You can employ methods like vertical farming, keyhole gardens, pallet gardens and you can even produce a good amount of food in a square foot garden!

Why should I get into foodscaping?

Growing your own food has health & nutritional benefits, it is also good for your mental and physical health. Foodscaping is also good for the environment in that it helps reduce your carbon footprint.

A large amount of our individual and collective carbon footprint is created by our food its production, also how its packaged and then disposed of.

From outsourcing our food cultivation to foreign countries and the emissions from the transport involved, to the machinery needed to ‘recycle’ the waste from the food we consume; a large negative environmental impact is created.

By ‘growing your own’ we can collectively reduce this damage, in turn creating a healthier planet & a healthier ‘us’!

The ‘No dig’approach
Dig for victory
A foodscaped garden

Foodscaping in Geneva Switzerland, the home of edible landscaping!

So where does ‘Foodscaping’ come from? Is it a new thing? Isn’t it just farming? Edible landscaping is something humans have done for a very long time all over the world.

Yes, it is essentially farming.
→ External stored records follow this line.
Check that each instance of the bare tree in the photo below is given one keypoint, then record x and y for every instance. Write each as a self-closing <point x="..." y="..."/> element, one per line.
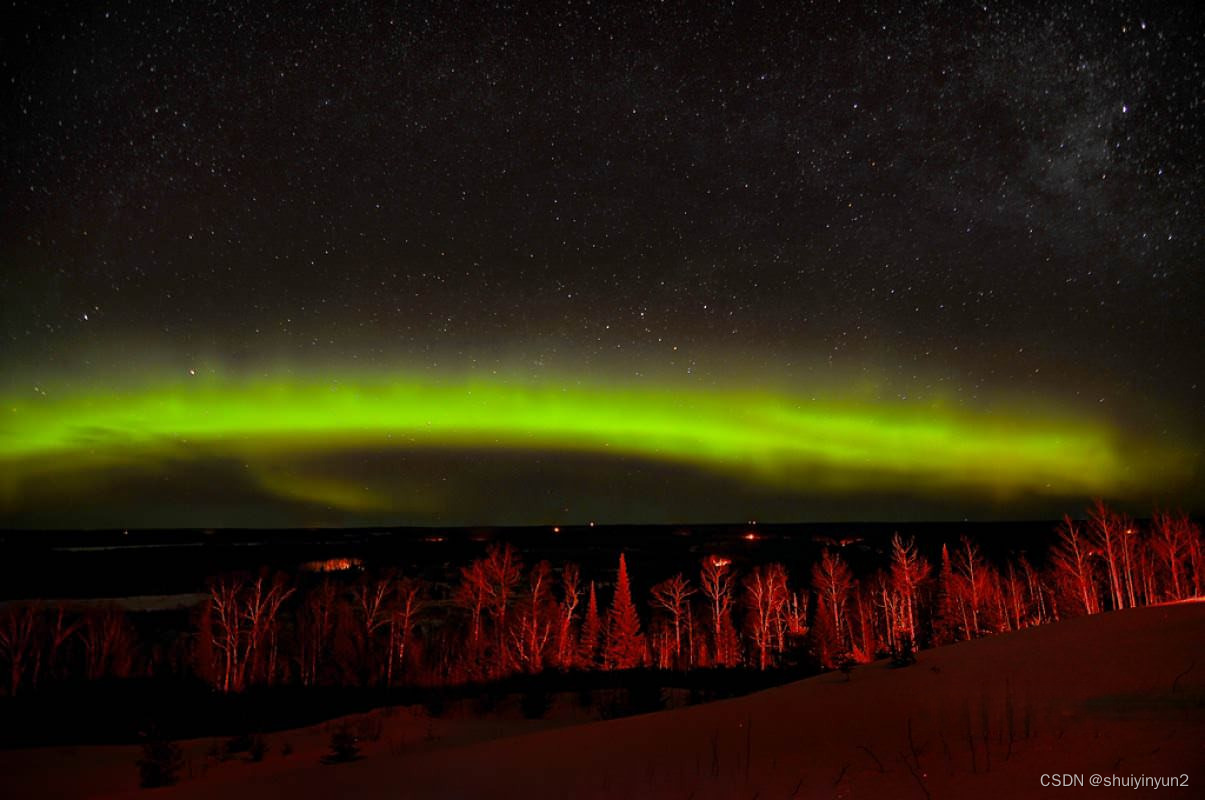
<point x="1071" y="560"/>
<point x="316" y="625"/>
<point x="833" y="582"/>
<point x="107" y="642"/>
<point x="717" y="582"/>
<point x="534" y="624"/>
<point x="766" y="595"/>
<point x="18" y="645"/>
<point x="570" y="596"/>
<point x="970" y="584"/>
<point x="1107" y="533"/>
<point x="672" y="595"/>
<point x="909" y="571"/>
<point x="410" y="604"/>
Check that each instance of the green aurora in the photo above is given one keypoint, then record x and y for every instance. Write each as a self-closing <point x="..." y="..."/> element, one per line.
<point x="770" y="439"/>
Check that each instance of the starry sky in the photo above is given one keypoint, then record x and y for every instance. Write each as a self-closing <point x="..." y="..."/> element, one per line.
<point x="335" y="264"/>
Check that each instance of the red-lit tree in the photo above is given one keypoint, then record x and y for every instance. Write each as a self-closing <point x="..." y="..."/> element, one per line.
<point x="570" y="596"/>
<point x="909" y="572"/>
<point x="1107" y="533"/>
<point x="969" y="586"/>
<point x="316" y="629"/>
<point x="592" y="633"/>
<point x="624" y="646"/>
<point x="410" y="603"/>
<point x="672" y="596"/>
<point x="718" y="582"/>
<point x="833" y="582"/>
<point x="1074" y="570"/>
<point x="107" y="641"/>
<point x="535" y="619"/>
<point x="18" y="642"/>
<point x="765" y="600"/>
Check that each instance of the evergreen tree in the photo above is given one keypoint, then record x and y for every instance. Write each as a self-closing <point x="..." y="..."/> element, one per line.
<point x="592" y="631"/>
<point x="624" y="642"/>
<point x="945" y="621"/>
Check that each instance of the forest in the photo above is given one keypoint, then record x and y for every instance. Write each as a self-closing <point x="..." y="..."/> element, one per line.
<point x="498" y="618"/>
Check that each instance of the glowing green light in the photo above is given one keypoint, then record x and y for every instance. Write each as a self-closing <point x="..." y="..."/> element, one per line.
<point x="765" y="437"/>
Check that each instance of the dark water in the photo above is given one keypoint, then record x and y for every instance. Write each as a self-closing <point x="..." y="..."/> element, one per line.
<point x="113" y="564"/>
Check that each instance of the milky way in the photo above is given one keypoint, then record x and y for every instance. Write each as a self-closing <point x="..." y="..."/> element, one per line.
<point x="820" y="260"/>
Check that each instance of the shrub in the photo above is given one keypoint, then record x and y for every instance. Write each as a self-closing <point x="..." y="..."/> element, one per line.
<point x="160" y="764"/>
<point x="344" y="747"/>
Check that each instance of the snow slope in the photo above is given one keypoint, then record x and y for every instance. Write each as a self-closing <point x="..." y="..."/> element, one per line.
<point x="1114" y="694"/>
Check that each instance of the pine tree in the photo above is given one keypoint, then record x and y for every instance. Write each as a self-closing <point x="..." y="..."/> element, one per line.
<point x="624" y="642"/>
<point x="945" y="619"/>
<point x="592" y="631"/>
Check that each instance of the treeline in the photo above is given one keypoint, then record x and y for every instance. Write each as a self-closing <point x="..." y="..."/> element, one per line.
<point x="499" y="618"/>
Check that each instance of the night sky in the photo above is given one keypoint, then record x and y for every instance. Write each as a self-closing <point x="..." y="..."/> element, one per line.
<point x="493" y="264"/>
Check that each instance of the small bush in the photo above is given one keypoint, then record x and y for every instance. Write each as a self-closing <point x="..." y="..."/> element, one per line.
<point x="258" y="748"/>
<point x="160" y="764"/>
<point x="535" y="703"/>
<point x="344" y="747"/>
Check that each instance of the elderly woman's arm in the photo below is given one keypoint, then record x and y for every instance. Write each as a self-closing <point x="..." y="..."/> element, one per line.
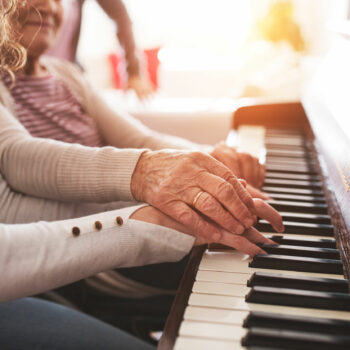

Over time, as society has developed we have assigned some very defined roles within our cultures. One of those defined roles is food production.

Whilst this is not a negative thing, as it has allowed people to free up time for other human endeavours in general. It is something that has led to our current food industry.

Its and industry that has become a money machine with very little conscience. This current model is responsible for many global environmental & economic problems such as chemical run off & ousted communities for farm lands.

In Switzerland, foodscaping is not a new or strange phenomenon. It is however becoming ever more popular there too. In certain, forward thinking communities they have started to explore a more eco friendly way of life. In the suburbs of Geneva there are communities who reside in eco friendly housing & they substituted their lawns for food growth.

Switzerland is not the only country to have ‘Food aware’ citizens. Other countries in Europe that have a healthy growing community are Bulgaria, Sweden & France.

In many countries it is seen as something that is only done in times of economic hardship. While still being able to feed yourself during economic turmoil is not a bad thing, it is also not the only reason to start foodscaping your garden.

Turing your garden into a food producing paradise has long term positive environmental and personal effects, it is something we in the UK should be embracing. As a green thumb nation who loves its allotments, we have the capacity and work ethic to really make this positive change in society.